On September 26th and 27th 2015, Virtual Academy of Genetics held its 1st meeting on Controversies in Preconception, Preimplantation and Prenatal Genetic Diagnosis. This meeting gathered together scientists from around the world to inform, discuss and consider many of the questions of our time in relation to genetics and the place of the new technologies in driving the future of medical practice in the field of human reproduction.
Virtual Academy of Genetics issued a statement on the issue of pre-implantation genetic screening (PGS), of which the most important points are the following ones:
- Chromosome errors (aneuploidy) in human embryos are a major cause of IVF failure, miscarriage, obstetric complications, stillbirth, infertility, and can lead to the birth of affected children.

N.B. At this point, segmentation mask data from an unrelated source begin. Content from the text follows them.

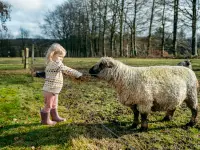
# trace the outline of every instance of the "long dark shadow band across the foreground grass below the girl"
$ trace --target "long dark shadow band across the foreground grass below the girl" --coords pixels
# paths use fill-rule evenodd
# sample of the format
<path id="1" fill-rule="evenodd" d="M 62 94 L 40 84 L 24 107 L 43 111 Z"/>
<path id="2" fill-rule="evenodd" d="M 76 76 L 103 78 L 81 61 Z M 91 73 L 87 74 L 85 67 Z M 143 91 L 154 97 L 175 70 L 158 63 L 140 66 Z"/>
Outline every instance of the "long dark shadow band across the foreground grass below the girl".
<path id="1" fill-rule="evenodd" d="M 126 122 L 124 122 L 125 124 Z M 129 122 L 130 124 L 130 122 Z M 109 128 L 118 137 L 128 134 L 140 133 L 139 128 L 131 129 L 128 126 L 119 126 L 113 123 L 72 123 L 72 124 L 57 124 L 55 126 L 44 126 L 39 123 L 33 124 L 15 124 L 4 126 L 0 128 L 0 133 L 13 130 L 14 132 L 0 136 L 0 149 L 7 146 L 11 147 L 41 147 L 51 145 L 71 145 L 72 139 L 77 138 L 80 135 L 88 138 L 117 138 L 110 131 L 106 130 L 103 126 Z M 17 129 L 19 128 L 19 129 Z M 148 131 L 166 130 L 181 128 L 177 125 L 168 125 L 165 127 L 149 128 Z M 16 130 L 15 130 L 16 129 Z M 22 129 L 22 130 L 20 130 Z M 199 126 L 197 126 L 199 129 Z"/>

- Accurate technology for detecting chromosomally-normal (euploid) embryos is now available, it should not be considered "experimental" and, where possible, should be made available for routine practice.
- PGS can reduce the time to a live birth by selecting only euploid embryos, as well as the incidence of miscarriage.

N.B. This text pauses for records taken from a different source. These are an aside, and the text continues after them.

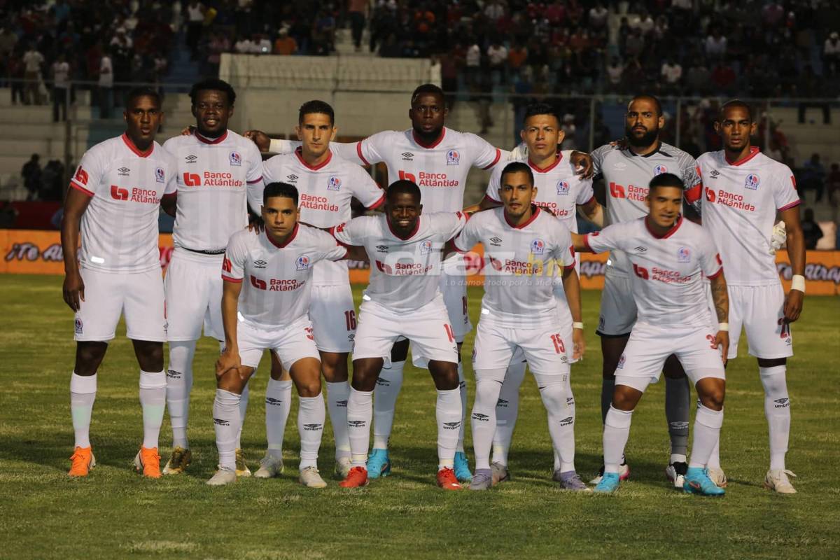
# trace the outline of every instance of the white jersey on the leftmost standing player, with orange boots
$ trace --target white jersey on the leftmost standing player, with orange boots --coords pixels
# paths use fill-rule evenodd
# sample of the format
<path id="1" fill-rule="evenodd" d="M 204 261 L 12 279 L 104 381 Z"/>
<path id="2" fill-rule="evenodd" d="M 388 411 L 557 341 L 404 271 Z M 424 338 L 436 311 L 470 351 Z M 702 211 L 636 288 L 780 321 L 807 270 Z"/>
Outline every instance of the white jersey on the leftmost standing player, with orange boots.
<path id="1" fill-rule="evenodd" d="M 105 272 L 160 268 L 160 198 L 176 191 L 176 170 L 160 144 L 141 152 L 125 134 L 88 149 L 70 181 L 92 197 L 81 216 L 79 265 Z"/>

- Transfer of single euploid embryos gives the maximum chance of a live birth whilst minimising the risk of a multiple pregnancy.
- It is good medical practice to avoid the transfer of aneuploid embryos.
- Some patients may have no euploid embryos and therefore no transfers – but many patients prefer to know this at that stage and prepare for a further cycle, or move on rather than wait for failure or possible miscarriage, or the birth of an affected child
- Academy of Genetics pointed out that there is strong evidence that PGS offers certain benefits to patients undergoing IVF (one should note that all IVF cycles have a significant risk of aneuploid embryos, from an average of around 30% in young female patients and also egg donors, up to 90% in women in their early 40s.). By using PGS to screen the chromosome status of the embryo the chance of unnecessarily cryopreserving aneuploid embryos, and transferring aneuploid embryos that will lead to IVF failure or the risk of an abnormal birth is minimised. Additionally, by using such technologies, a high chance of live birth can be achieved by transferring only a single euploid embryo, and studies show singleton births results in an improved obstetric and neonatal outcome. PGS should no longer be considered as an experimental procedure and should be part of the discussion with all patients considering/undergoing IVF treatment. They did underline, however, that this Statement was a position on the current medical science and that they understood and appreciated that in several societies the offering of PGS is not permitted or available.